Let’s talk about a common but deadly issue in crypto: leveraged trading. Simply put, it’s borrowing money to trade cryptocurrencies. For example, if you use $100 with 5x leverage, it’s like operating a position of $500. It feels great when the market is up, but once it drops by 20%, that $100 principal gets liquidated, leaving you with nothing. Recently, with any negative news, a large number of leveraged long positions have been 'liquidated,' causing automatic selling, which further crashes the market. It can even trigger panic selling in a domino effect, crushing the market in a short period.

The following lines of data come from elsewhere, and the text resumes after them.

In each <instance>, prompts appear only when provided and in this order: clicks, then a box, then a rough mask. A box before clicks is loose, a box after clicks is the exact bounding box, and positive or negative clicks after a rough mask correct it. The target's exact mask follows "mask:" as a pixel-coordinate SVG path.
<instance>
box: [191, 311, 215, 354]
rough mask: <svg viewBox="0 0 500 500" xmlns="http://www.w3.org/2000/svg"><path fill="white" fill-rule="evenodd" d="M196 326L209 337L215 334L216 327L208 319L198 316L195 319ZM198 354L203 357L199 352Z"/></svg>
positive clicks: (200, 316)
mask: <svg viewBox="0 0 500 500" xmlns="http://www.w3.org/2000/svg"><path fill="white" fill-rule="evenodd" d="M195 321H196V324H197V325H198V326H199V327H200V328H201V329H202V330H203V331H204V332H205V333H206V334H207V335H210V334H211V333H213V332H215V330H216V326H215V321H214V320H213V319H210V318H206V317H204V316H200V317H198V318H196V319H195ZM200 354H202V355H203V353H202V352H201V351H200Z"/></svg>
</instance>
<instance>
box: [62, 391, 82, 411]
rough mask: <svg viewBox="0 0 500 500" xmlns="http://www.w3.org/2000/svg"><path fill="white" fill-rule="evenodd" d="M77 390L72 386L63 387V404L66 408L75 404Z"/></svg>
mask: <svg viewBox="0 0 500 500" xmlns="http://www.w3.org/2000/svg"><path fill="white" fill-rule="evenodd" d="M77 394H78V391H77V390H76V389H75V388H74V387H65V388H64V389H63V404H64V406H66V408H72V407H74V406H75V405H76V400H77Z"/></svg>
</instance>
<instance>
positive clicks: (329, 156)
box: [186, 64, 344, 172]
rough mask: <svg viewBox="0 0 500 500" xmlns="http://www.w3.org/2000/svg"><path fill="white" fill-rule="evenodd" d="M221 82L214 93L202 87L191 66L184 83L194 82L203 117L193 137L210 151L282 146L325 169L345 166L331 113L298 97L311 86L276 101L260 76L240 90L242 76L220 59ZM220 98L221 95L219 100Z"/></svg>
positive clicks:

Such a crash often ends within a few days, followed by a V-shaped rebound in the market. Why? Because the drop is too severe, many people feel it has become cheap and start to buy the dip. Interestingly, this 'rebound' is often caused by short sellers 'covering their positions.' Those who bet on a price drop see the trend reverse and quickly close their positions to stop losses, which also drives the price up.

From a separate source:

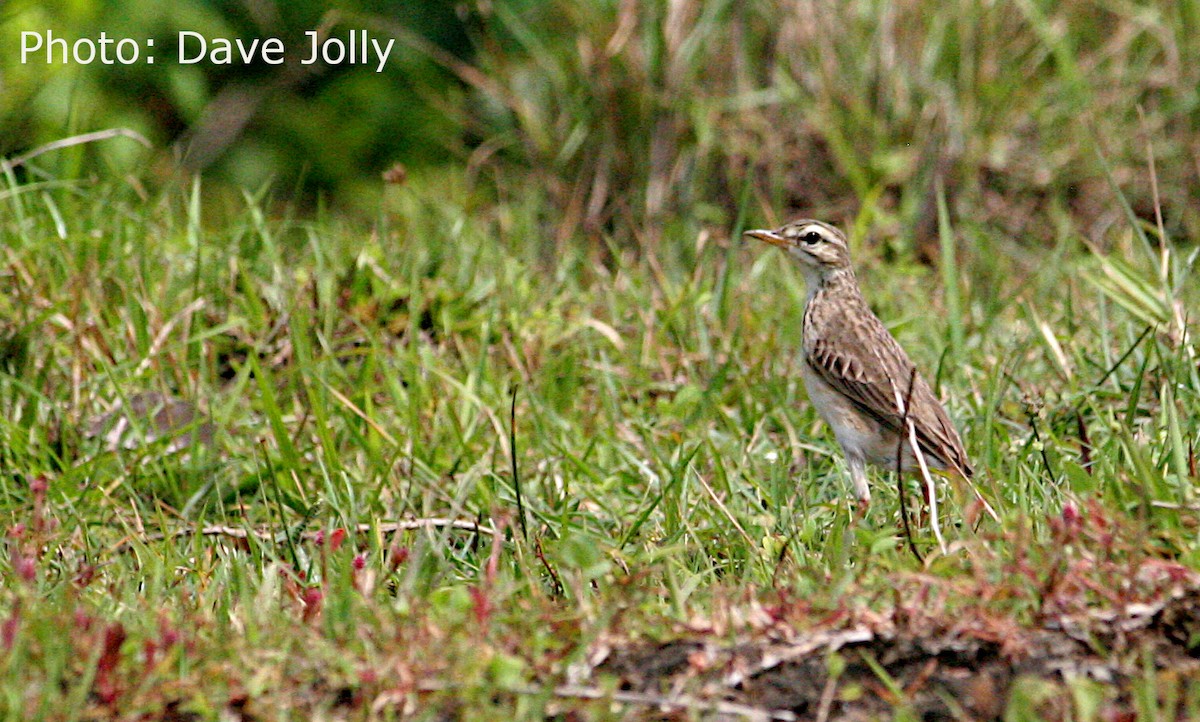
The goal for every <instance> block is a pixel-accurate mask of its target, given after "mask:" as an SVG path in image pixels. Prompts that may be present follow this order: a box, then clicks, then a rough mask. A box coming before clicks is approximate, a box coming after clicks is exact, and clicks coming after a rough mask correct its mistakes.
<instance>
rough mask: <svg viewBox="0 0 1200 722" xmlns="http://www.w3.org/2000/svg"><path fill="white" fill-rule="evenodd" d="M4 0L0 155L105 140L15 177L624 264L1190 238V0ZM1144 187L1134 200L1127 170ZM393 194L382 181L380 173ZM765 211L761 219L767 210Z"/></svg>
mask: <svg viewBox="0 0 1200 722" xmlns="http://www.w3.org/2000/svg"><path fill="white" fill-rule="evenodd" d="M929 7H930V4H926V2H922V1H917V0H902V1H899V2H894V1H890V0H829V1H820V0H818V1H810V0H800V1H785V0H752V1H749V2H742V1H733V0H670V1H661V2H642V1H635V0H594V1H589V2H574V1H562V0H551V1H540V2H539V1H535V0H479V1H475V0H464V1H462V2H451V1H437V0H427V1H415V0H406V1H398V0H390V1H389V0H358V1H338V2H323V1H318V0H299V1H294V2H287V4H283V2H277V1H274V0H241V1H233V0H228V1H220V0H175V1H170V2H164V1H160V0H132V1H121V2H118V1H115V0H94V1H83V0H38V1H30V0H17V1H11V2H7V4H5V5H4V8H2V10H0V32H2V36H4V42H2V43H0V95H2V97H4V98H5V102H4V104H2V112H0V155H4V156H6V157H13V156H16V155H19V154H20V152H23V151H26V150H29V149H31V148H36V146H38V145H40V144H44V143H47V142H52V140H55V139H60V138H65V137H70V136H72V134H76V133H82V132H86V131H94V130H98V128H108V127H127V128H132V130H134V131H137V132H138V133H142V134H143V136H145V138H148V139H149V140H150V142H151V143H152V145H154V148H152V149H151V150H146V149H144V148H142V146H139V145H138V144H136V143H132V142H130V140H124V139H119V140H109V142H107V143H101V144H91V145H88V146H83V148H77V149H72V150H71V151H59V152H55V154H47V155H44V156H41V157H38V158H37V160H36V164H34V163H31V164H30V166H31V168H26V169H24V170H22V173H32V172H41V173H43V174H44V176H47V178H49V176H53V178H60V179H61V178H71V179H76V178H80V176H82V175H86V173H88V172H90V170H89V169H91V168H94V167H95V163H94V162H96V161H98V162H100V163H101V164H102V166H107V167H109V168H112V169H113V170H114V172H116V173H118V174H126V175H130V176H131V178H136V179H138V182H149V183H154V182H160V181H163V180H167V179H172V178H176V176H179V175H180V174H182V175H185V176H186V175H188V174H191V173H194V172H202V173H203V174H204V175H205V176H206V178H208V179H210V181H209V182H210V183H211V185H227V186H229V187H232V188H241V187H246V188H252V189H254V188H262V187H265V186H266V185H270V186H271V187H272V188H274V191H275V192H276V193H278V194H281V195H286V197H288V198H289V199H290V200H296V201H299V203H300V204H301V205H311V204H312V203H314V201H318V200H319V201H323V203H330V204H332V205H335V206H337V207H343V209H349V210H354V211H358V212H364V213H372V212H377V211H378V209H379V201H380V198H383V197H384V194H385V183H383V182H382V180H380V174H382V173H383V172H385V170H388V169H389V168H395V167H396V166H397V164H400V167H402V168H403V169H404V170H406V173H404V174H403V175H404V176H406V178H408V179H409V180H412V179H413V178H414V174H415V175H418V176H422V178H426V179H428V182H430V183H432V185H433V186H434V187H436V186H437V183H440V182H445V183H454V185H455V186H456V187H461V186H463V185H466V186H467V187H468V188H469V189H470V191H473V192H480V193H484V194H485V195H486V197H488V198H491V199H494V200H504V198H505V197H506V195H511V194H522V195H524V194H529V193H536V194H544V195H545V200H546V203H545V206H546V207H547V209H548V210H547V217H546V218H544V219H542V222H544V225H545V228H546V231H547V233H546V235H547V237H550V239H552V240H556V241H563V240H565V239H571V237H584V239H589V240H605V241H611V240H613V237H612V236H617V237H616V240H617V241H618V242H623V243H630V242H647V241H654V240H656V239H658V237H661V236H662V235H664V234H665V233H666V234H670V233H671V231H672V229H673V224H676V223H678V222H679V221H680V219H685V221H684V222H685V223H688V224H689V228H690V227H691V225H694V224H697V223H698V224H702V225H704V224H712V225H713V227H720V228H728V227H731V225H732V224H734V223H736V222H737V221H738V219H739V218H740V217H742V216H744V215H745V213H746V212H752V213H754V216H755V217H761V216H764V215H766V216H768V217H772V219H773V221H774V219H778V218H779V217H780V216H782V215H791V213H793V212H794V213H799V212H803V213H805V215H811V216H820V217H830V218H833V219H835V221H848V219H854V221H857V222H858V223H859V224H866V222H868V221H871V227H872V228H875V229H882V233H883V235H884V236H886V237H887V239H889V243H892V246H889V247H890V248H892V249H898V248H905V249H907V251H914V252H916V253H917V254H918V255H926V257H928V255H931V254H934V253H936V248H937V246H936V233H935V229H936V193H935V187H936V182H935V181H936V179H938V178H941V179H942V180H943V181H944V187H946V189H947V194H948V197H949V200H950V210H952V212H954V213H958V215H959V216H967V217H968V218H970V219H971V221H973V222H976V223H979V224H984V225H988V227H990V228H991V229H994V230H1000V231H1003V233H1004V234H1006V235H1008V236H1010V237H1014V239H1016V240H1019V241H1030V242H1038V241H1051V240H1054V239H1056V237H1061V234H1062V231H1063V228H1064V227H1066V225H1070V227H1073V228H1074V229H1076V230H1078V231H1081V233H1082V234H1084V235H1085V237H1091V239H1092V240H1096V241H1102V240H1103V237H1104V234H1105V230H1106V229H1108V228H1110V227H1111V225H1112V224H1114V223H1116V222H1118V221H1121V219H1122V217H1123V215H1122V212H1123V211H1122V209H1121V207H1120V203H1118V200H1117V193H1116V191H1120V192H1121V193H1123V194H1124V195H1126V197H1127V198H1128V199H1129V203H1130V205H1132V210H1133V212H1134V213H1136V215H1138V216H1139V217H1141V218H1144V219H1146V221H1147V222H1151V223H1153V222H1156V221H1157V219H1156V217H1154V193H1156V192H1157V193H1158V195H1159V200H1160V206H1162V210H1163V216H1164V218H1163V222H1164V225H1165V228H1164V229H1165V230H1166V231H1168V234H1169V235H1174V236H1190V237H1195V236H1196V235H1198V230H1200V215H1198V209H1200V204H1198V200H1200V199H1198V198H1196V194H1198V191H1196V189H1198V188H1200V183H1198V182H1196V181H1198V174H1200V133H1198V128H1200V2H1196V1H1195V0H1182V1H1180V2H1158V4H1156V2H1116V1H1111V0H1094V1H1093V0H1074V1H1072V2H1046V1H1043V0H958V1H956V2H952V4H949V5H947V4H937V7H938V12H937V13H930V12H928V10H929ZM46 29H49V30H53V31H54V32H55V34H56V35H58V36H61V37H68V38H74V37H97V36H98V34H100V32H101V31H106V32H108V34H109V35H110V36H118V37H120V36H127V37H133V38H148V37H152V38H155V41H156V42H155V47H156V48H157V54H158V56H160V60H158V62H156V64H155V65H146V64H139V65H133V66H103V65H100V64H94V65H90V66H85V67H83V66H78V65H70V66H64V65H47V64H44V62H30V64H26V65H22V64H20V62H19V56H18V49H19V43H18V41H17V38H19V32H20V31H22V30H42V31H44V30H46ZM314 29H320V30H322V31H323V32H326V34H329V35H330V36H337V35H340V34H341V35H343V36H344V34H346V32H347V31H348V30H350V29H366V30H368V31H370V32H371V35H372V36H377V37H385V38H386V37H394V38H396V50H395V52H394V55H392V59H391V60H390V62H389V65H388V66H386V70H385V72H383V73H376V72H373V68H370V67H360V66H342V67H322V66H301V65H299V64H298V62H296V59H298V56H299V53H300V49H301V48H304V47H306V46H305V42H304V41H305V36H304V32H305V31H308V30H314ZM179 30H193V31H197V32H200V34H204V35H205V36H210V37H215V36H222V37H242V38H254V37H258V38H265V37H280V38H283V41H284V42H286V43H287V46H288V47H289V52H290V55H289V62H288V64H287V65H284V66H269V65H253V66H251V67H241V66H212V65H208V64H198V65H186V66H181V65H178V64H176V62H174V61H173V60H172V55H173V53H170V52H169V50H168V49H169V48H173V47H174V42H175V41H174V38H175V36H176V32H178V31H179ZM1152 158H1153V161H1154V163H1156V166H1154V173H1156V175H1157V188H1156V186H1154V183H1152V182H1151V168H1152V166H1151V160H1152ZM398 175H400V174H396V175H394V176H392V180H398ZM776 213H778V216H776Z"/></svg>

However, whether the rebound can last depends on what caused the drop. If it’s a true black swan event, like sudden geopolitical tensions, the recovery might not be quick. But if it’s just short-term emotional selling, the rebound can come back quickly.
At this point, some might ask how to assess what is currently happening in the market. You can go to a website—CoinGlass—to see if there are a lot of liquidations. If many people are liquidated in a short time, it’s likely just a short-term drop, not worth panicking over. Conversely, if the market is changing due to macro factors, like the Fed suddenly turning hawkish or sudden geopolitical tensions, then you need to be a bit more cautious.

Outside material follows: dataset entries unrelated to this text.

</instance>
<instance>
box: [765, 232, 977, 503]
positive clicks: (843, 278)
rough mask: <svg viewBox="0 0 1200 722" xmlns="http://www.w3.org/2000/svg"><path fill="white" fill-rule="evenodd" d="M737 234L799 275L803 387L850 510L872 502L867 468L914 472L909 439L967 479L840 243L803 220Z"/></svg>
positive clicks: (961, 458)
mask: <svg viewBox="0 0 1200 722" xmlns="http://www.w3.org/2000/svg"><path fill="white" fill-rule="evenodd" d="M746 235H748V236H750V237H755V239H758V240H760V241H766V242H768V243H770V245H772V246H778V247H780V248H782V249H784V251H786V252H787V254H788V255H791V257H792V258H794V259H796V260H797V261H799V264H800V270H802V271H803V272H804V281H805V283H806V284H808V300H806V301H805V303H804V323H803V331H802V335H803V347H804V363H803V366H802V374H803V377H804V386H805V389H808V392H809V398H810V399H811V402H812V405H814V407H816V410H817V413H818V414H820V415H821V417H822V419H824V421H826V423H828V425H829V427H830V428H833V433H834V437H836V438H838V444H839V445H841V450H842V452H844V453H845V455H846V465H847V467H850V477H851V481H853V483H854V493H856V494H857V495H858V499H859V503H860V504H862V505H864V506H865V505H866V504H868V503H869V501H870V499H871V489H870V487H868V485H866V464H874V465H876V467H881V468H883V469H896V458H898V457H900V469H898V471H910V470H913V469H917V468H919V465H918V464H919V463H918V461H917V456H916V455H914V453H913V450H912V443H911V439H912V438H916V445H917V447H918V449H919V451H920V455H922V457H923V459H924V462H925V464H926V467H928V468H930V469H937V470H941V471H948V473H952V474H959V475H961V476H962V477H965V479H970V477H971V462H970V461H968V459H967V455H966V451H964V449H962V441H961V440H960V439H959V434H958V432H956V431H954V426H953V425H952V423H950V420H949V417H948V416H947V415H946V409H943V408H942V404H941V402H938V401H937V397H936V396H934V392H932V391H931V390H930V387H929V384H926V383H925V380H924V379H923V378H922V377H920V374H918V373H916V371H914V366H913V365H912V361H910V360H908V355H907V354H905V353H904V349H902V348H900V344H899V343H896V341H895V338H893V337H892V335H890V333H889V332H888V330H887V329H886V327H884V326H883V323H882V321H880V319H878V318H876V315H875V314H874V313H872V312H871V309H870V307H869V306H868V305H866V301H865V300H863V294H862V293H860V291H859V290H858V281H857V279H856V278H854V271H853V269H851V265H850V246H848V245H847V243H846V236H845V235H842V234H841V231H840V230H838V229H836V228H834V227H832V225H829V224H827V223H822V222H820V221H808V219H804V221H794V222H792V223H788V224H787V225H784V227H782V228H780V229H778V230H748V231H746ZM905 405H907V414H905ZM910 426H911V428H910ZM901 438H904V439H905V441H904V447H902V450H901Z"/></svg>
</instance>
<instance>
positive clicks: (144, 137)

Macro negative factors are the real big boss affecting the market. Monetary policy, fiscal policy, and international relations—these three together make it hard for the crypto market to rise. It's like no matter how much you try to light a fire, you can't without fuel. Earlier this year, similar situations occurred; although favorable news like Bitcoin ETFs came one after another, the price couldn't rise due to a bearish macro environment.
If you want to determine whether the macro situation is causing chaos, you can compare the stock market and the cryptocurrency market. If both are down, it is likely a global issue; but if only the cryptocurrency market is falling, it’s probably just a small incident within the community. For example, a project has collapsed or a prominent figure has run away, these are internal catalysts in the crypto space.
So we need to distinguish whether the bearish catalyst is 'temporary' or 'permanent.' For instance, if the founder of an NFT project is replaced, it might just be a minor issue, possibly even a buying opportunity. But if the team behind the project runs away or the funding chain breaks, it might not come back.
For example, some projects periodically unlock tokens, and many people panic, fearing a price crash. But the truth is, the unlocking itself might not cause a price drop; often the price has already fallen in advance because everyone rushes to sell early. The unlocking itself isn't the issue; the problem is whether there are buyers. If no one is there to take over, the price naturally won't rise and may even be driven down by some early large holders selling low.
However, this doesn't mean you should think everything is good. Some things are indeed permanent negatives, such as the recent closure of channels supporting crypto in the U.S. banking system, which is a hard blow. Exchanges and institutions can no longer transfer large amounts of money as they used to, leading to a significant decrease in liquidity. Fortunately, these channels are gradually reopening, indicating that capital might be preparing to return.
So you will find that the market itself is actually a process of constantly 'scaring you.' What we need to do is not to be frightened every time, but to understand: is this time really the 'wolf coming,' or is it just another 'false alarm'?
Finally, I want to say don't always fixate on price movements and panic. Ask yourself: has there been any substantial change in this project? Is the team still there? Are users still active? If all is well, then it's likely just a temporary fluctuation, and you might consider operating against market sentiment.
In short, the crypto world is like a series of plays: there are liquidations, surges, panic, and greed. But ultimately, only if you remain calm enough can you find opportunities amidst the chaos.
If you are currently experiencing a market crash, don’t rush to liquidate your positions, and don’t rush to go all in. Treat this drop as a lesson, learning to understand it might be an upgrade on your investment journey.